Department of Computer Science, Stony Brook University, Stony Brook, New York, United States of America.
Department of Biostatistics and Medical Informatics, University of Wisconsin-Madison, Madison, Wisconsin, United States of America.
PLoS Comput Biol. 2020 Apr 2;16(4):e1007677. doi: 10.1371/journal.pcbi.1007677. eCollection 2020 Apr.
The molecular mechanisms and functions in complex biological systems currently remain elusive. Recent high-throughput techniques, such as next-generation sequencing, have generated a wide variety of multiomics datasets that enable the identification of biological functions and mechanisms via multiple facets. However, integrating these large-scale multiomics data and discovering functional insights are, nevertheless, challenging tasks. To address these challenges, machine learning has been broadly applied to analyze multiomics. This review introduces multiview learning-an emerging machine learning field-and envisions its potentially powerful applications to multiomics. In particular, multiview learning is more effective than previous integrative methods for learning data's heterogeneity and revealing cross-talk patterns. Although it has been applied to various contexts, such as computer vision and speech recognition, multiview learning has not yet been widely applied to biological data-specifically, multiomics data. Therefore, this paper firstly reviews recent multiview learning methods and unifies them in a framework called multiview empirical risk minimization (MV-ERM). We further discuss the potential applications of each method to multiomics, including genomics, transcriptomics, and epigenomics, in an aim to discover the functional and mechanistic interpretations across omics. Secondly, we explore possible applications to different biological systems, including human diseases (e.g., brain disorders and cancers), plants, and single-cell analysis, and discuss both the benefits and caveats of using multiview learning to discover the molecular mechanisms and functions of these systems.

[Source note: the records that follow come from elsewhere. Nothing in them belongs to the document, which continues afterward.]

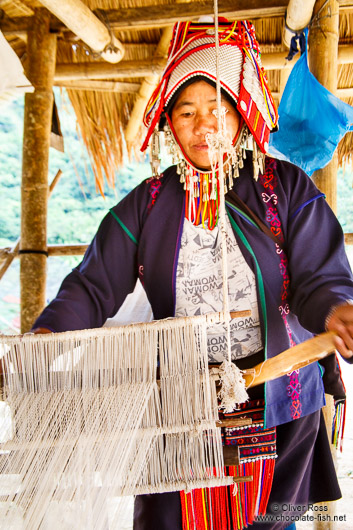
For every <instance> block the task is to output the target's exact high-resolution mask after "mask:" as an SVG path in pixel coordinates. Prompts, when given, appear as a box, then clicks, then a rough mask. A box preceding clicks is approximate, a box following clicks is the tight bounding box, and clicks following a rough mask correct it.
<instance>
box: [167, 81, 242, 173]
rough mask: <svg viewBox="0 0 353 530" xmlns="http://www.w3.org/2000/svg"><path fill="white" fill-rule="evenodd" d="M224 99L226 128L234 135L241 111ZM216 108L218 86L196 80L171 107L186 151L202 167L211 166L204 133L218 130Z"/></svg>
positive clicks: (203, 81) (175, 123) (184, 91)
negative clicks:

目前,复杂生物系统中的分子机制和功能仍然难以捉摸。最近的高通量技术,如下一代测序,已经产生了各种各样的多组学数据集,这些数据集可以通过多个方面来识别生物功能和机制。然而,整合这些大规模的多组学数据并发现功能见解仍然是具有挑战性的任务。为了解决这些挑战,机器学习已被广泛应用于分析多组学。本文介绍了多视图学习——一个新兴的机器学习领域,并设想了它在多组学中的潜在强大应用。特别是,多视图学习比以前的整合方法更有效地学习数据的异质性并揭示交叉对话模式。尽管它已经应用于计算机视觉和语音识别等各种领域,但多视图学习尚未广泛应用于生物数据,特别是多组学数据。因此,本文首先回顾了最近的多视图学习方法,并将它们统一在一个称为多视图经验风险最小化(MV-ERM)的框架中。我们进一步讨论了每种方法在多组学中的潜在应用,包括基因组学、转录组学和表观基因组学,旨在发现跨组学的功能和机制解释。其次,我们探索了在不同生物系统中的可能应用,包括人类疾病(例如,大脑紊乱和癌症)、植物和单细胞分析,并讨论了使用多视图学习来发现这些系统的分子机制和功能的好处和注意事项。